It’s your last night in New York City. Tomorrow, your flight out of JFK will be delayed more than an hour, and you’ll miss your connection. It’ll be the first of many nights you spend in Detroit. You don’t know that yet. You have thirty-eight dollars in your wallet.
The bar you’re at, called Sputnik, after the Russian satellite, is cozy and lacking in patronage. You’re here with a friend of yours, and you’re almost drunk. The others you’ve invited aren’t here. They won’t be. The waiter spends time making awkward conversation and trading quips with you. He’s got a full-on Hassidic facial beard, but he is funny. By the time you get to Detroit and realize you’ve lost all of your credit cards, you won’t remember any of his jokes. Toward the end of the night you draw a picture on a napkin and slur at him about putting it on the wall. He tells you you’re an accomplished artist, with work in a Brooklyn establishment. You tell him the fries were greasy and that one cup of ketchup wasn’t nearly enough.
The girl you’re with is growing steadily intoxicated, and you wonder why you thought Sangria was anything other than fruity wine. It’s probably because you ordered a pitcher of it. Wine, you were always fairly sure, came in bottles. Still, your sips have become smaller over the course of the evening, while hers have lengthened, become slurps. Gulps. She’s barely a hundred pounds, and it’s hitting her hard. The conversation has devolved into status updates and whining exclamations.
You think about your visit to Coney Island, and compare it to the last two times you went to the beach. In Chicago, the sand was wet and flat, the people bunched together according to ethnicity. There was a carnival atmosphere that was missing from even Brooklyn’s shore. Vendors scooting through, children and adults playing abridged versions of baseball and soccer on improvised fields the size of tennis courts. You stand there in pants and a sweatshirt, hoping nobody looks at you. Comes up to you and asks, in a voice you can barely hear, “Por que estas acqui, gringo?” But why shouldn’t you be here? You stand around a minute or two more, until the nervous knot in your gut punches your ribcage, and then you leave. Pull the bike off the fence and ride home, angry at yourself for letting anyone get the best of you.

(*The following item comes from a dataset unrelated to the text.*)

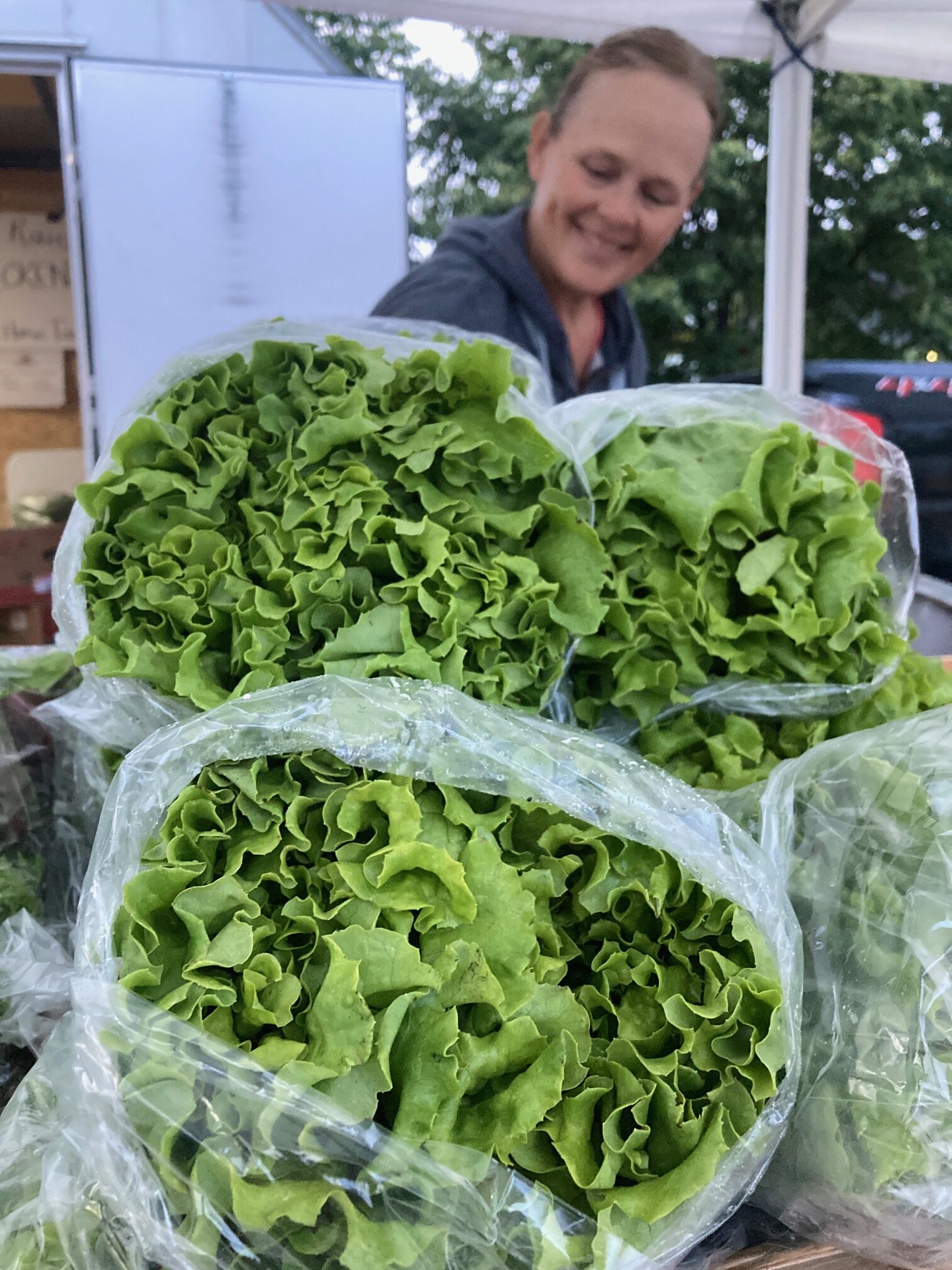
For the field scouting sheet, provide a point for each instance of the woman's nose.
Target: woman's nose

You think about the time before that, in Michigan. You got lost in the woods on the other side of the dune, and ran up and down yelling for your father while the both of you tried to figure a way to find each other from opposite ends of a telephone call. You sweat through your clothes, and later, as you walk along the shoreline with your shoes off you’re glad you got lost. It was an adventure to wonder, even for a moment, if you might never find a way out. If the only way you’d ever talk to anyone again was on a dying phone. He’s gone, the police would tell your parents, but at least you can say goodbye. Be glad. He might survive out there, but he’ll never find his way out, and we’ll never find our way in. Hurry it up, the cop says, he says he’s only got one bar of battery left, and he wants to save it for later. The sand on Lake Michigan is coarse, and squeaks under your feet like a party of dead mice. Your father tells you about an idea he has for a movie, where a serial killer has started killing all the movie stars, and you discuss how much you’d have to pay Bruce Willis to play himself as the one who discovers the plot and must overcome the fact that he’s simply an actor. You tell him it’s a good idea.
In New York you wait for another train. It’s the same every time. People look at you, but more often they look away. Nobody smiles. A thin black man dances and snaps his fingers to an imaginary beat, bobbing his head to music you can’t hear. He has no headphones, but he’s enjoying himself, and you’re jealous. The train comes, but it’s not yours. A woman gets on, skittishly attempts to exit, but the door closes and she is resigned to whatever fate the tracks bring her. Across the tracks, a man sits by himself, reading propaganda.
In Detroit you’ll run out of money. You won’t have your credit card. Chicago will seem so much further than it does even now, at Sputnik, with the girl drunk on Sangria. You don’t know this yet. Tonight, anything seems possible.